The Night Gift
- Cover of first edition
- Author: Patricia A. McKillip
- Illustrator: Kathy McKillip
- Cover artist: Kathy McKillip
- Language: English
- Genre: Young adult fiction
- Publisher: Atheneum
- Publication date: 1976
- Publication place: United States
- Media type: Print (hardcover)
- Pages: 156
- ISBN: 0-689-30508-7

= The Night Gift =

1976 novel by Patricia A. McKillip

The Night Gift is a novel for juvenile readers by Patricia A. McKillip, first published in hardcover by Atheneum in June 1976 and reprinted in trade paperback by Aladdin/Atheneum in April 1980.

==Summary==
Young Joe Takaoto, finding his room and life ugly, attempts suicide and is sent to a sanitorium. His sister Barbara resolves to create a haven of beauty for him to help him recover.

Barbara's high school friend Joslyn relates the story of how the two of them, joined by their friend Claudia (who is shy because of her cleft palate), fix up a room for Joe in an abandoned old shack, painting it and decorating it with windchimes, shells, plants, books and such. Joslyn's own brother Brian also assists, and helps Claudia gain more confidence. Bringing down a redwood sapling from the mountains the girls get a ride back from Neil, Joslyn's crush. Learning he actually likes Barbara, she buries her disappointment, putting friendship first.

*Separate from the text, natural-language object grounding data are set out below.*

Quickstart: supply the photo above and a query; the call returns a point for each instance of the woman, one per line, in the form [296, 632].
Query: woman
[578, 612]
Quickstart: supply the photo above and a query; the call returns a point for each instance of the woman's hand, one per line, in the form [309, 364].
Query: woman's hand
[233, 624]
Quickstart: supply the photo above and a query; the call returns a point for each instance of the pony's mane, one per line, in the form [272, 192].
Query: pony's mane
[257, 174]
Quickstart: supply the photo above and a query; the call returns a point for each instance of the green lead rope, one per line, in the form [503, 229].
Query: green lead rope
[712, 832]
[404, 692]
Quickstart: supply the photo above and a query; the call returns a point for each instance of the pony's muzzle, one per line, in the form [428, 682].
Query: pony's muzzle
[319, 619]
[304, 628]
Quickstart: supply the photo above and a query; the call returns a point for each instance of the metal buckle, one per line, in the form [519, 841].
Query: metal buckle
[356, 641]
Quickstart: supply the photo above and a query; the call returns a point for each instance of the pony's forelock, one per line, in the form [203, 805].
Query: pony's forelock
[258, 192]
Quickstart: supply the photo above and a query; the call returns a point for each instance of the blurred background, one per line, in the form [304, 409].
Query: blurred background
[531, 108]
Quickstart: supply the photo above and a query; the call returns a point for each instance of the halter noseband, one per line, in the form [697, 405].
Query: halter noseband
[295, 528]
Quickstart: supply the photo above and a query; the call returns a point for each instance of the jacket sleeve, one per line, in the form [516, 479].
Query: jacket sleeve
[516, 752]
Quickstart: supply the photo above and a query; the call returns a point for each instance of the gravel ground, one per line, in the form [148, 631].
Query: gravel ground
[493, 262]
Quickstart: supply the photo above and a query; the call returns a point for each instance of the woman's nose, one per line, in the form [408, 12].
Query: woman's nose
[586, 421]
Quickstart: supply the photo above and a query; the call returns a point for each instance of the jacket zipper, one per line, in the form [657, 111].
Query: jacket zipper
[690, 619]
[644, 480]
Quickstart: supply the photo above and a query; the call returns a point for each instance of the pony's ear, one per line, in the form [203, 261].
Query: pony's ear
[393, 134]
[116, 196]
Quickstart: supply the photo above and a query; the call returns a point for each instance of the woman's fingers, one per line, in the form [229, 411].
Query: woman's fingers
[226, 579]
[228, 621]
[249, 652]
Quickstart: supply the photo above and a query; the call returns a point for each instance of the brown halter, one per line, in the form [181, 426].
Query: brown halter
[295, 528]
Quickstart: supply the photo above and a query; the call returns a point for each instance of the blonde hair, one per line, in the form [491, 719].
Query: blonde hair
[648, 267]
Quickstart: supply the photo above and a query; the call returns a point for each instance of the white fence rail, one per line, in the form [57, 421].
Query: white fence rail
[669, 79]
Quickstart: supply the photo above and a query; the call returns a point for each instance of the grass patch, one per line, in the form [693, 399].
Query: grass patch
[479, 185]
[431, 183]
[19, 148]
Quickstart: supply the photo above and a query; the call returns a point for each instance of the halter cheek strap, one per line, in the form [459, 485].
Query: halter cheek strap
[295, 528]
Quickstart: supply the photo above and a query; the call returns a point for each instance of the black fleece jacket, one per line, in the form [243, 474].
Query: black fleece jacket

When Joe comes home, his seeming indifference to the project leaves the friends bereft. Only after he returns to the sanitarium do they discover he did value their gift.

==Reception==
Christine Mozlin in School Library Journal calls the book "a poignant story" in which "the almost lyrical descriptions of setting and emotion totally involve readers in the plot and in the personal problems of the characters."